Step 3: Consensus Scoring and Model Refinement
Disagreement data are analyzed to measure inter-annotator agreement and model reliability. Metrics such as Cohen’s kappa guide adjustments to prompts, instruction clarity, and confidence thresholds. The labeled decisions feed back into iterative model fine-tuning or prompt engineering, improving future pre-screen accuracy. Over time, the system evolves from a static tool to a learning-assisted workflow that adapts to emerging oncology trial designs and terminology.
Benefits and Limitations
Adopting a human-LLM collaborative approach brings several advantages. It dramatically speeds up article screening, reduces manual workload, and enhances consistency across reviewers. The audit trail of LLM rationales and human decisions improves transparency and reproducibility in evidence synthesis. However, limitations include potential AI biases, dependence on the quality of the initial labeled data, and the need for ongoing human oversight to correct edge cases and evolving medical terminology.
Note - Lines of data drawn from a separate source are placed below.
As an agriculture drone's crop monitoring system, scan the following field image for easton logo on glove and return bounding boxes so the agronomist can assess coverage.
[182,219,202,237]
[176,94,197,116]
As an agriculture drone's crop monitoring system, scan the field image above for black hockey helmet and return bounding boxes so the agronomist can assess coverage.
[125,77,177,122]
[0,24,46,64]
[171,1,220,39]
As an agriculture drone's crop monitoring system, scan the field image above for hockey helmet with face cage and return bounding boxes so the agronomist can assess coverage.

Regular performance evaluations and carefully designed prompts are essential to mitigate these risks.
Practical Considerations and Future Directions
Practical deployment should start with a well-curated training set of precision oncology RCTs and a clearly defined screening protocol. Interfaces should support easy extraction of PICO terms, confidence scores, and rationale, along with straightforward disagreement resolution. Looking ahead, adaptive prompting, few-shot learning with curated examples, and occasional model recalibration can sustain performance as the oncology literature evolves. Expanding to other domains of clinical research is feasible with domain-specific prompts and validation workflows.
Conclusion
A human-LLM collaborative annotation framework offers a pragmatic path to faster, more reliable screening of precision oncology RCT articles. By combining AI-powered triage with structured human validation and consensus-building, researchers can achieve rigorous inclusion criteria, maintain transparency, and shorten the time from search to evidence synthesis.